The 20 official added languages are all Native American dialects being spoken in various villages throughout the massive state. Although the legislation was passed in April, Parnell held off on signing the bill until the gathering, which coincidently coincided with his bid for re-election as Alaska’s governor.
“Alaska Native young adults and students throughout the State have demonstrated remarkable success in revitalizing Alaska Native languages,” Governor Parnell told the crowd as he signed the legislation. “This bill reinforces that effort and recognizes the vibrant, existing Alaska Native languages of the State of Alaska. I am proud of those who have kept these languages preserved, as they strengthen the traditions and heritage of our Native people.”
For those curious as to what the official language list of Alaska now looks like, the state offered a press release to clarify: "The 20 Native languages include Inupiaq, Siberian Yupik, Central Alaskan Yup’ik, Alutiiq, Unangax, Dena’ina, Deg Xinag, Holikachuk, Koyukon, Upper Kuskokwim, Gwich’in, Tanana, Upper Tanana, Tanacross, Hän, Ahtna, Eyak, Tlingit, Haida, and Tsimshian."
Although the move was directly aimed at appealing to Alaska’s Native American population, which accounts for 20 percent of the state's population, some members of the Alaska Federation of Natives were not buying Governor Parnell’s timing.

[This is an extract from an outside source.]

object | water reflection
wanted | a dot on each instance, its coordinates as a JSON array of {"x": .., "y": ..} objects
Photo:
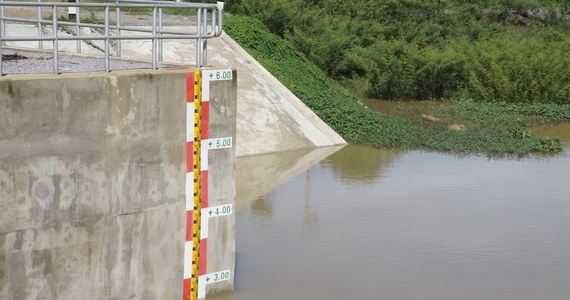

“It passed in April,” said Georgianna Lincoln, an Alaska Federation of Natives board member. “One half a year later, he wants the signing at the AFN convention? Now isn’t that politics?”
It remains unclear if Parnell’s move was able to help him win re-election in Alaska. The race is too close to call still, and it will largely come down to absentee ballots, which will be counted and totaled by the end of the week. Parnell’s adversary, Bill Walker, was leading by 3,000 votes when the numbers were last totaled.